Major Commodities Top?

I've been mentioning for a while that we're in an area where we could see a very major commodities top, and I'm aware that my view is at best a minority view, but I'd like to put the case anyway, and to stress that I'm seeing this from the perspective of an chartist who mainly calls reversals on the basis of trendlines, and to show how impressive some of the trendlines are that commodities have recently reached and, so far, reversed at. I can only show a few of the commodities here so I've chosen copper, silver, oil as three of the most influential individual commodities and CRB to represent the commodities complex as a whole. First the CRB, where the index has reached the lower trendline of the rising wedge that broke down in February 2010. It has also hit the upper trendline of the more recent rising wedge and is showing strong negative divergence on the daily RSI. At this level I would expect to see at least a retracement to the lower trendline of the rising wedge, and if that should break, considerably more. It's also worth noting that in 2010, CRB peaked almost four months ahead of equities:
The next three charts are much longer term charts.

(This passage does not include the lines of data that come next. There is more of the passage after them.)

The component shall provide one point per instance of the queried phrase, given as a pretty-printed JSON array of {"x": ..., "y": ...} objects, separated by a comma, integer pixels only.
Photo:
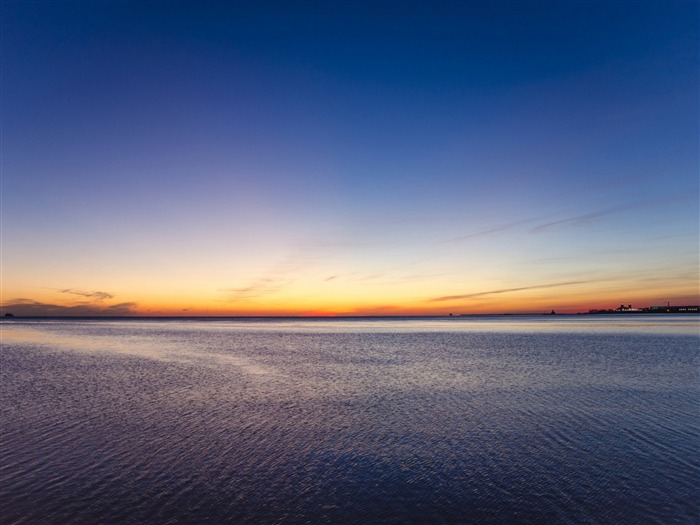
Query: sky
[{"x": 348, "y": 158}]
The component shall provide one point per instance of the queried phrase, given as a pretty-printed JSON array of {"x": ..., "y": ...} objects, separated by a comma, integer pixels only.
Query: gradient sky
[{"x": 273, "y": 158}]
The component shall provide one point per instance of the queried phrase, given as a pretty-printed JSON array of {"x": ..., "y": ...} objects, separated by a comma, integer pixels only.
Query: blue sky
[{"x": 348, "y": 157}]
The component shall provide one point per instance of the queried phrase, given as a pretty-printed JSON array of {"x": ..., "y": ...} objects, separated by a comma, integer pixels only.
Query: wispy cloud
[
  {"x": 505, "y": 290},
  {"x": 98, "y": 296},
  {"x": 584, "y": 218},
  {"x": 258, "y": 288},
  {"x": 29, "y": 308},
  {"x": 488, "y": 231}
]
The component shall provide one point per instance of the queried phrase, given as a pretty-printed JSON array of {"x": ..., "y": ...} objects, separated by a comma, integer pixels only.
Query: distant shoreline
[{"x": 645, "y": 312}]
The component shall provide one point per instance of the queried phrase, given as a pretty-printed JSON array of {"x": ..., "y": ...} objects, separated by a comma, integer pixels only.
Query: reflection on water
[{"x": 485, "y": 420}]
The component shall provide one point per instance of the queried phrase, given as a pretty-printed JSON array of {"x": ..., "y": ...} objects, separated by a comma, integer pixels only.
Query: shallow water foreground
[{"x": 503, "y": 420}]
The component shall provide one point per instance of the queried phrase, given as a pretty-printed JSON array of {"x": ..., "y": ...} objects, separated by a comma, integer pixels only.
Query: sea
[{"x": 590, "y": 419}]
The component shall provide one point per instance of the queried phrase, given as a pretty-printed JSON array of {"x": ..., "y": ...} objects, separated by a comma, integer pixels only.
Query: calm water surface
[{"x": 592, "y": 419}]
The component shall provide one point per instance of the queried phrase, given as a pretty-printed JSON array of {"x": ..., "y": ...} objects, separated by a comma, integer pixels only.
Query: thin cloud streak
[
  {"x": 28, "y": 308},
  {"x": 100, "y": 296},
  {"x": 488, "y": 231},
  {"x": 505, "y": 290}
]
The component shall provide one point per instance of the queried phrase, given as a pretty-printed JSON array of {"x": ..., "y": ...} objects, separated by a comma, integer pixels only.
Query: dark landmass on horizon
[{"x": 622, "y": 310}]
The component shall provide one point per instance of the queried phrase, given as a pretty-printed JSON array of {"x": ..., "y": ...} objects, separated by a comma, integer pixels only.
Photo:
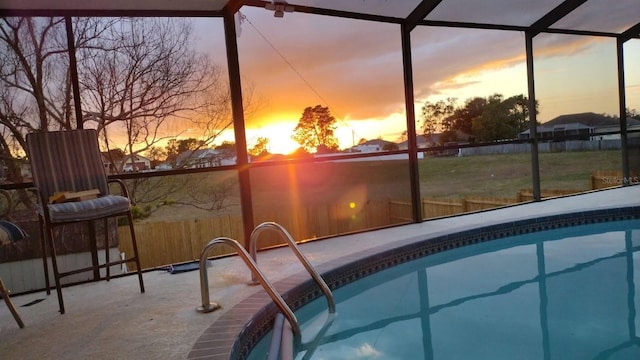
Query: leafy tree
[
  {"x": 314, "y": 131},
  {"x": 157, "y": 155},
  {"x": 175, "y": 147},
  {"x": 435, "y": 115},
  {"x": 501, "y": 118},
  {"x": 260, "y": 148}
]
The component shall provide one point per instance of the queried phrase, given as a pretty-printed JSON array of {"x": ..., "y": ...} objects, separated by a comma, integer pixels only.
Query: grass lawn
[{"x": 505, "y": 174}]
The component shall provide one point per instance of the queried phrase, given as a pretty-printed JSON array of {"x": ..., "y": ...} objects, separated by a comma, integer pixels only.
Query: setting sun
[{"x": 279, "y": 135}]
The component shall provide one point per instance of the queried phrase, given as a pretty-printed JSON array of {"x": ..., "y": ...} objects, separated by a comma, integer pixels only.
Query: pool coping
[{"x": 237, "y": 331}]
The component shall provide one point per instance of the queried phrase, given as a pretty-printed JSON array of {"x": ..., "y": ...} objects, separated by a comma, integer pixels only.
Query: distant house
[
  {"x": 582, "y": 126},
  {"x": 136, "y": 163},
  {"x": 423, "y": 141},
  {"x": 374, "y": 145},
  {"x": 205, "y": 158}
]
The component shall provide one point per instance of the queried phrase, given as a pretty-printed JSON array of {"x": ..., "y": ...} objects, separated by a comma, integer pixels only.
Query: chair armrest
[{"x": 123, "y": 188}]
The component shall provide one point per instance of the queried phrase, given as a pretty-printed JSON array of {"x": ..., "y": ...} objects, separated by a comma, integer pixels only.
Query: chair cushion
[
  {"x": 88, "y": 209},
  {"x": 10, "y": 232}
]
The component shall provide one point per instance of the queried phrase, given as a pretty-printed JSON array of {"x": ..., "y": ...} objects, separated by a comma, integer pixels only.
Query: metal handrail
[
  {"x": 296, "y": 250},
  {"x": 208, "y": 306}
]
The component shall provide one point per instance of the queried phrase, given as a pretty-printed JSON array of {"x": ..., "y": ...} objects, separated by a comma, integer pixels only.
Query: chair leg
[
  {"x": 135, "y": 251},
  {"x": 93, "y": 246},
  {"x": 56, "y": 273},
  {"x": 43, "y": 248},
  {"x": 5, "y": 295},
  {"x": 106, "y": 247}
]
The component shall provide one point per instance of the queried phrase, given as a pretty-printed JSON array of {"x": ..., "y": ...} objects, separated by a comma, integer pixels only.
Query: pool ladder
[{"x": 257, "y": 276}]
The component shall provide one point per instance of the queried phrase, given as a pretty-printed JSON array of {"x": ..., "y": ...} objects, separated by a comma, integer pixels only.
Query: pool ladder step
[{"x": 257, "y": 276}]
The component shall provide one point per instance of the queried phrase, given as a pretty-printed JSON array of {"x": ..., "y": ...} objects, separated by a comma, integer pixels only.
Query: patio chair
[{"x": 72, "y": 187}]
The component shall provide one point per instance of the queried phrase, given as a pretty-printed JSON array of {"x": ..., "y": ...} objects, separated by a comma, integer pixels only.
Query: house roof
[
  {"x": 618, "y": 18},
  {"x": 589, "y": 119},
  {"x": 376, "y": 142}
]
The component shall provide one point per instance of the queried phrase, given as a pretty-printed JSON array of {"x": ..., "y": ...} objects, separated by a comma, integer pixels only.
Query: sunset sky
[{"x": 355, "y": 68}]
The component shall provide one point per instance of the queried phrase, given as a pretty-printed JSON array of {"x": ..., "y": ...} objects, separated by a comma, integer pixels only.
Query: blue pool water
[{"x": 570, "y": 293}]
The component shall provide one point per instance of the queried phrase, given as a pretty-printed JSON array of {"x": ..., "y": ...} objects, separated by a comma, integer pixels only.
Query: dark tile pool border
[{"x": 237, "y": 331}]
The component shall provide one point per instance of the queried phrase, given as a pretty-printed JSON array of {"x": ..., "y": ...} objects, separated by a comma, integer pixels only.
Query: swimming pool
[{"x": 570, "y": 292}]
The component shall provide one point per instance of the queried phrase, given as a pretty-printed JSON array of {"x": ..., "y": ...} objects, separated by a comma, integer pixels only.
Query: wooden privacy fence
[{"x": 162, "y": 243}]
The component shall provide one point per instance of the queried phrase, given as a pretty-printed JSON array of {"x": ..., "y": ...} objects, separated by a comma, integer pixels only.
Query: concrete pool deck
[{"x": 106, "y": 320}]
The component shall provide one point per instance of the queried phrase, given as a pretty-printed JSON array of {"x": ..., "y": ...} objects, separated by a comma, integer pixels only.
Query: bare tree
[{"x": 140, "y": 80}]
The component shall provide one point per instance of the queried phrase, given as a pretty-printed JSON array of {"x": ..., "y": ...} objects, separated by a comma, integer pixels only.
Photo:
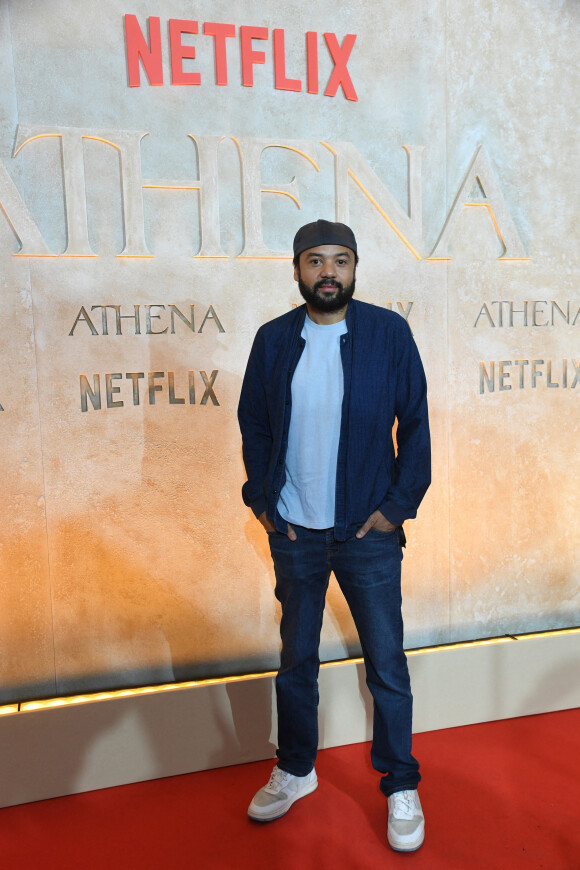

The first is the copper chart, where a major long term rising trendline has been reached. The trendline could be hit again short term, but unless we are to see a massive resistance break then that trendline represents the likely high for this move up, and I'd expect to see a move at least to the lower trendline of the shorter term rising channel soon:
The resistance level reached on silver is even more impressive, and the shorter term charts are indicating a retracement back to the 25 level here, and if that level turns out to be an H&S neckline, which it might, then perhaps much further after a bounce there:
The trendline hit is less definitive on oil, but it has hit two significant looking trendlines in recent days, and we may well see a reversal on oil too. It might break up through back into bubble territory of course, but the low stocks and tight production capacity over demand that fed the 2007/8 spike simply isn't there any more, and on that basis, this is a natural reversal level for a substantial retracement:
Commodities are also a currency story as well of course, and on the commodity currencies we saw a major trendline support break on AUDUSD this week. At that break it has formed a very characteristic reversal H&S with negative divergence on RSI, and I'm looking for a retracement to test the important support level at 94 if this continues to play out. It would make sense if that took place within a sharp correction on commodities generally, as the prospects for USD aren't looking promising generally at the moment, in which case any such decline would be likely to be commodity related:
Quantitative easing has fed this boom in commodities, and commodities peaked months before the end of QE1 in late March 2010. QE2 isn't finishing until June 2010, but it may well be that commodities are peaking further before this time. On the longer term charts the real question is whether there will be a QE3, and that is open to doubt. The Republicans won't be keen, and there would most likely in any case be a gap of several months between the end of QE2 and the announcement of QE3 during which, if 2010 is any guide, we would expect to see equities and commodities tank while bonds soar. If commodities have peaked now, that means that we could well see a ten or twelve month period now where commodities retrace some of their gains in the last two years. In the event that there is no QE3, it might last considerably longer.